Alien Invaders in US Waters - What Defenders Must Do

In the movie "Independence Day," alien invaders arrive in big ships and inflict catastrophic damage before being subdued by an earthling's scientific ingenuity.

Off screen, alien invaders in big ships are inflicting real, if less apocalyptic damage on our environment and economy. And so far scientific ingenuity has not been able to defeat them.

These aliens are marine organisms - hundreds of species of fish, mollusks, crustaceans, jellyfish, sponges, worms, plankton, and microorganisms. They are in ballast water dumped in or near our harbors, estuaries, and inland waterways by cargo ships from around the world.

These alien invaders cause human health problems, cost the economy many millions of dollars a year, and inflict serious damage on our marine aquatic systems, driving out native species.

The already infamous zebra mussel, which arrived little more than a decade ago, causes major problems in the Great Lakes, clogging intake and drainage pipes and wreaking havoc with drinking water and hydropower systems. The toxic red tides that have made shellfish and other seafood dangerous to eat are known to contain many organisms from distant waters. Hundreds of millions of Asian clams now cover the bottom of San Francisco Bay, where they are consuming a disproportionate share of the food supply on which other marine organisms depend.

James T. Carlton, director of maritime studies for Williams College and Mystic Seaport in Connecticut, is a leading expert on invasive marine species. He has pointed out that ballast water collected by ships elsewhere and discharged in US waters carries many pathogens. But the greatest danger, he believes, is that humans - by introducing exotic species with little understanding of the consequences - are upsetting the natural balance of marine ecosystems that have evolved over millions of years.

Not only US waters are under attack. Marine systems around the world, particularly enclosed bodies of water like the Mediterranean and Black Seas, have long been infested by nonindigenous species. The problem is not new. For centuries worms and barnacles on the bottom of wooden sailing ships carried a substantial cargo of new life forms to every shore they touched. But in recent times the explosion of international trade, together with the practice of dumping huge volumes of ballast water by bigger and faster ships, has dramatically accelerated the process - giving a new meaning to the concept of one world.

A political as well as scientific consensus has been reached that the dumping must be sharply reduced. In October, Congress passed legislation for ships to discharge ballast and take on fresh water on the high seas. The procedure is voluntary. But the Coast Guard monitors it, and it could and should become mandatory if shipping operators do not comply on their own.

The International Maritime Organization, an arm of the United Nations, is seeking to devise protocols for managing water on the high seas. New technologies using heating and filtration systems are being developed to rid ballast of alien species before it is discharged. Efforts are also being made to provide shippers with more information about what is in their ballast water and the damage it creates.

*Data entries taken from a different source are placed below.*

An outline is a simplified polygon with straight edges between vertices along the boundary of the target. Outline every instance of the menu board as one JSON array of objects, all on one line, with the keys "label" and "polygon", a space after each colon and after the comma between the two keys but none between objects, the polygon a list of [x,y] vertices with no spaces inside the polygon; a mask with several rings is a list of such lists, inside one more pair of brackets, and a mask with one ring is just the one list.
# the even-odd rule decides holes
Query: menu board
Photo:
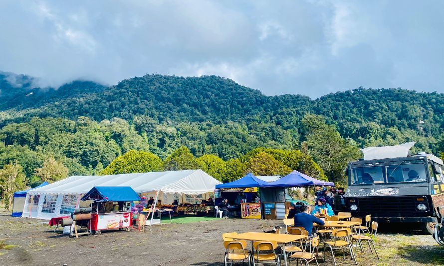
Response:
[{"label": "menu board", "polygon": [[240,204],[242,218],[245,219],[262,219],[260,203],[242,203]]},{"label": "menu board", "polygon": [[130,226],[130,213],[109,213],[99,215],[97,230],[113,229]]}]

While these are steps in the right direction, more concerted private and governmental action is needed. The shipping industry should step up to the challenge by investing in developing new ballast water technology aimed at eliminating organisms that pose a threat to marine ecosystems and public health. The government should develop a uniform set of standards and regulations to prevent the introduction of exotic marine species in domestic waters and should take measures to strengthen coordination between federal and state authorities to ensure adequate compliance.

Before the alien invasion gets worse, the maritime industry, with the support of federal and international agencies, must redouble their efforts to bring about an "independence day" for America's marine environment.

*Joshua Reichert directs the Environment Program of the Pew Charitable Trusts.